I’ve developed a bookmarking application, and it’s become apparent that I need to deal with duplicate bookmarks in a sensible way.
The long-term aim is to have a way of “scoring” bookmarks, so that when someone adds a bookmark that already exists, the score for the original is incremented.
The reasons for doing this are, I no doubt, obvious.
I have a few ideas in my mind how I might build a scoring system, but I’d much prefer to run this by you guys first, before committing to something that’s either not practical or scales poorly over time.
first thing you have to do is remove everything from that table that relates to which user(s) bookmarked a particular bookmark, and put that in a separate table
That’s one of the options I’m thinking of going with — placing the URL itself into a separate table, along with the score and the ID of the originating bookmark.
I was also thinking of chaining the bookmark URLs together, so that all other bookmarks would then fall into a parent-child relationship, along the lines of:
id, parent_id, child_id, url, score
That way, when an originating parent bookmark is viewed, all of the child bookmarks can be retrieved.
Is that a viable method, or are there better ways of doing this?
That’s what I’m trying to figure out. But then there’s the issue of determining exact matching URLs, which becomes a parameter cleansing issue.
Rather than me guessing — which is exactly what I’m doing right now — I was hoping someone would actually explain the most appropriate way of doing this.
I’m using INSERT ON DUPLICATE UPDATE elsewhere in the application, so I’m at least familiar with that. In fact, I’m doing almost exactly as you’re recommending for the analytics side of things (user visits to bookmarks).
Right, I can see how this would work now.
I’m assuming I’m right to keep the parent-child method, so I can keep track of all those who added the same bookmark afterwards, yes?
No, you don’t need a parent-child method at all, the link isn’t a child of the same link, it is a duplicate of the link.

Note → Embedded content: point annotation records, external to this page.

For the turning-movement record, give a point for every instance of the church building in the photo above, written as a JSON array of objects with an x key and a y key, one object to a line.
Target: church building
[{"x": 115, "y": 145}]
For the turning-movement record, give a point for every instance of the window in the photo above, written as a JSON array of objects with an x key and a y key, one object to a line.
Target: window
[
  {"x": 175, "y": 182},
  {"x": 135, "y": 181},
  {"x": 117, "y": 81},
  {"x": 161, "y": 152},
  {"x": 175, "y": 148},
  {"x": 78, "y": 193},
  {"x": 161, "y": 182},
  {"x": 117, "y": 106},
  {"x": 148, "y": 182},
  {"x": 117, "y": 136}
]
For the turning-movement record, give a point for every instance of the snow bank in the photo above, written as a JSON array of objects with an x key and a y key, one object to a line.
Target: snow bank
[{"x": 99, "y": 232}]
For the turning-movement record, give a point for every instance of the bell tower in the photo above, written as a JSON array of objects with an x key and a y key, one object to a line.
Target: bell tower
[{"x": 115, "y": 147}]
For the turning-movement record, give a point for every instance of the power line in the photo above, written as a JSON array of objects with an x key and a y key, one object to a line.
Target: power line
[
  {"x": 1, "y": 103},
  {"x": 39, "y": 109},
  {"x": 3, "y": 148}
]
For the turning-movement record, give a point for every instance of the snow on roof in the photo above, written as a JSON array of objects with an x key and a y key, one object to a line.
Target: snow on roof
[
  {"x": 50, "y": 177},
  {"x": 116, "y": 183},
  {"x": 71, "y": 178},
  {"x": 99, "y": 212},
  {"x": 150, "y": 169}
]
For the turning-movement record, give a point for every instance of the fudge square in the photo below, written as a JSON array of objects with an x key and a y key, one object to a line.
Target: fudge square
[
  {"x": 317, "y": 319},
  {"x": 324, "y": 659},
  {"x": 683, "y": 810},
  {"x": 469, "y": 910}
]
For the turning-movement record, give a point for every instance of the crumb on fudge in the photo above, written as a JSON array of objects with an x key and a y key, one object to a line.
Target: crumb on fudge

You would use parent-child if you were drilling down:
Electronics -> Televisions - Sanyo -> Model123
If you want to know who added the bookmarks then you allow all inserts into the table with duplicate URLs and those who entered them. You would use a GROUP BY clause to group the URLs together and get a count of how many you had.
You would be using three tables. The one you have above (bookmarks) with the user_id column removed entirely, a user table defining information about your users and a users_bookmarks table with two columns userid, url_id and a new row for each person who enters a bookmark. You may have 50 people with different userid(s) with the same url_id in the table.
This is actually the one option I thought there might be a way of avoiding.
As I said, I’d thought through a few ideas, and this was the only one I could think of that would work fully. But I thought it was too complex and there was, perhaps, a better way.
OK, if that’s the way, so be it.
And thanks for your time, here. Always appreciated.